We demonstrate how to run inference (next token prediction) with the GPT base model in the generate.py
script:
litgpt generate base --prompt "Hello, my name is" --checkpoint_dir checkpoints/stabilityai/stablelm-base-alpha-3b
Output:
Hello, my name is Levi Durrer, I'm an Austrian journalist - Chairman of the Press Blair Party, with 37 years in the Press Blair International, and two years in the Spectre of Austerity for the other. I'm crossing my fingers that you will feel
The script assumes you have downloaded and converted the weights as described here.
This will run the 3B pre-trained model and require ~7 GB of GPU memory using the bfloat16
datatype.
You can also chat with the model interactively:
litgpt chat --checkpoint_dir checkpoints/stabilityai/stablelm-tuned-alpha-3b
This script can work with any checkpoint. For the best chat-like experience, we recommend using it with a checkpoints
fine-tuned for chatting such as stabilityai/stablelm-tuned-alpha-3b
or togethercomputer/RedPajama-INCITE-Chat-3B-v1
.
Tip
Use --multiline true
to work with inputs that span multiple lines.
Check out our quantization tutorial.
We offer two scripts to leverage multiple devices for inference.

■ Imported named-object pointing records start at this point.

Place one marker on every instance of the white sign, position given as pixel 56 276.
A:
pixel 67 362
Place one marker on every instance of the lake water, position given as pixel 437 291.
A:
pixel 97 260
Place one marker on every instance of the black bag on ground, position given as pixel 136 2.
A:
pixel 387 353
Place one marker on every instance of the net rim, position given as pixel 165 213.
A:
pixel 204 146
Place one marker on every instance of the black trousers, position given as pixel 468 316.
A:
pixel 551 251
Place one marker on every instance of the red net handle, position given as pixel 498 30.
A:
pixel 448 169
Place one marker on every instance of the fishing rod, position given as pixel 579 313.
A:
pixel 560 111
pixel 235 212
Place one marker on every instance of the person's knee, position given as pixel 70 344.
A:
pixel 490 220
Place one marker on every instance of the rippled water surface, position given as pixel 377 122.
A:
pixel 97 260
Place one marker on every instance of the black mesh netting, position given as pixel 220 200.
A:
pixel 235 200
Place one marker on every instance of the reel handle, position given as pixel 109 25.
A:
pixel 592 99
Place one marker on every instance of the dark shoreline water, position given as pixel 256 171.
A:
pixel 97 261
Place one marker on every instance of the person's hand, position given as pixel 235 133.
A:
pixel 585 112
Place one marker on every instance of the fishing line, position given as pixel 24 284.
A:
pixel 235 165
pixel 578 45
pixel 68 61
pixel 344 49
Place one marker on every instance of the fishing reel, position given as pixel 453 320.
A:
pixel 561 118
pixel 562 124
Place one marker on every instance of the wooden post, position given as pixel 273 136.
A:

Allows you to run models that wouldn't fit in a single card by partitioning the transformer blocks across all your devices and running them sequentially.

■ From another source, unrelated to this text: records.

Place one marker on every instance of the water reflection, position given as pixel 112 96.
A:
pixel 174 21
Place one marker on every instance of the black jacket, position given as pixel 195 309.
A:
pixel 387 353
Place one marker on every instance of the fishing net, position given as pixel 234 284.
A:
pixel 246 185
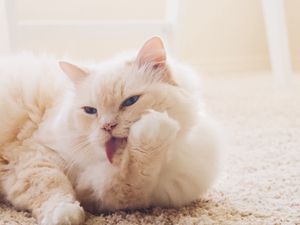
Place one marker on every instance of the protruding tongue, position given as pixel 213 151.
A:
pixel 112 145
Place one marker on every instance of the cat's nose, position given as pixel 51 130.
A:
pixel 109 126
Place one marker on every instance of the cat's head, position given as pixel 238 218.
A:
pixel 111 97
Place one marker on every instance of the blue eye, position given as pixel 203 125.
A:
pixel 130 101
pixel 89 110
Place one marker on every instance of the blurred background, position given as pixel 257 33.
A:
pixel 215 35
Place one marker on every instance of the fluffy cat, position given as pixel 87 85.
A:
pixel 124 134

For instance, meta-llama/Llama-2-70b-chat-hf
would require ~140 GB of GPU memory to load on a single device, plus the memory for activations.
With 80 transformer layers, we could partition them across 8, 5, 4, or 2 devices.

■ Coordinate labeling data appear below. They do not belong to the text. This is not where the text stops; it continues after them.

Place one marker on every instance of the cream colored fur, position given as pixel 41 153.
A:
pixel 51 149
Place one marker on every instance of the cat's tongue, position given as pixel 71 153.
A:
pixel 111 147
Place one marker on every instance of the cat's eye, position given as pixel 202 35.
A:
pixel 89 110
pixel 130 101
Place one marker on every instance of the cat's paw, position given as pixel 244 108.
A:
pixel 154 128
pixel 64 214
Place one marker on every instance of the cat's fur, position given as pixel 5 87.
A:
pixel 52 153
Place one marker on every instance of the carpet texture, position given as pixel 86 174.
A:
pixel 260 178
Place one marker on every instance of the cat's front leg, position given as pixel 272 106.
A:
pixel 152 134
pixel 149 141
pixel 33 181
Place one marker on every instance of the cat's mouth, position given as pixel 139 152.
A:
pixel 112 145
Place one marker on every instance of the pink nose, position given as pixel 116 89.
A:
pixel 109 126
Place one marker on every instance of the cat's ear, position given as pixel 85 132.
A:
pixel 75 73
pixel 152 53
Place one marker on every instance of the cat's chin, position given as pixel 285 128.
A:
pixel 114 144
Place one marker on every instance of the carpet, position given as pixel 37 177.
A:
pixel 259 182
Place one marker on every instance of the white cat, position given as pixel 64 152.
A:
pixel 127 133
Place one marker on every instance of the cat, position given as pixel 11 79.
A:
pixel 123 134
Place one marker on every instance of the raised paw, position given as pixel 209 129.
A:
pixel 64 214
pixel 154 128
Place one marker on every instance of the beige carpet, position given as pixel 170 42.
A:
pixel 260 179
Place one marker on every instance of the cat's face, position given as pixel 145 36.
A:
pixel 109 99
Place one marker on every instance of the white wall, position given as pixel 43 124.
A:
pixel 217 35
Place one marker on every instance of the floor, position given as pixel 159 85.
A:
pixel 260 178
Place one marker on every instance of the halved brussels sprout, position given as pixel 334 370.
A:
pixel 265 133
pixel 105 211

litgpt generate sequentially \
--checkpoint_dir checkpoints/meta-llama/Llama-2-70b-chat-hf \
--max_new_tokens 256 \
--num_samples 2
Using A100 40GB GPUs, we need to use at least 4. You can control the number of devices by setting the CUDA_VISIBLE_DEVICES=
environment variable.
Devices | Max GPU RAM | Token/sec |
---|---|---|
2 | OOM | - |
4 | 35.64 GB | 7.55 |
5 | 28.72 GB | 7.49 |
8 | 18.35 GB | 7.47 |
Note that the memory usage will also depend on the max_new_tokens
value used.
The script also supports quantization, using 4-bit precision, we can now use 2 GPUs
litgpt generate sequentially \
--checkpoint_dir checkpoints/meta-llama/Llama-2-70b-chat-hf \
--max_new_tokens 256 \
--num_samples 2 \
--quantize bnb.nf4-dq
Devices | Max GPU RAM | Token/sec |
---|---|---|
2 | 20.00 GB | 8.63 |
4 | 10.80 GB | 8.23 |
5 | 8.96 GB | 8.10 |
8 | 6.23 GB | 8.18 |
Smaller devices can also be used to run inference with this technique.
Uses tensor parallelism (TP) to run models that wouldn't fit in a single card by sharding the MLP and Attention QKV linear layers across all your devices.
For instance, meta-llama/Llama-2-70b-chat-hf
would require ~140 GB of GPU memory to load on a single device, plus the memory for activations.
The requirement is that the intermediate size (for the MLP) and the QKV size (for attention) is divisible by the number of devices.
With an intermediate size of 28672, we can use 2, 4, 7, or 8 devices. With a QKV size of 10240 we can use 2, 4, 5, or 8 devices.
Since the script is configured to shard both, the intersection is used: we can only use 2, 4, or 8 devices.
litgpt generate tp \
--checkpoint_dir checkpoints/meta-llama/Llama-2-70b-chat-hf \
--max_new_tokens 256 \
--num_samples 2
Using A100 40GB GPUs, we need to use at least 4. You can control the number of devices by setting the CUDA_VISIBLE_DEVICES=
environment variable.
Devices | Max GPU RAM | Token/sec |
---|---|---|
2 | OOM | - |
4 | 35.46 GB | 9.33 |
8 | 18.19 GB | 8.61 |
Note that the memory usage will also depend on the max_new_tokens
value used.
The script also supports quantization, using 4-bit precision, we can now use 2 GPUs
litgpt generate tp \
--checkpoint_dir checkpoints/meta-llama/Llama-2-70b-chat-hf \
--max_new_tokens 256 \
--num_samples 2 \
--quantize bnb.nf4-dq
Devices | Max GPU RAM | Token/sec |
---|---|---|
2 | 19.79 GB | 6.72 |
4 | 10.73 GB | 6.48 |
8 | 6.15 GB | 6.20 |
Smaller devices can also be used to run inference with this technique.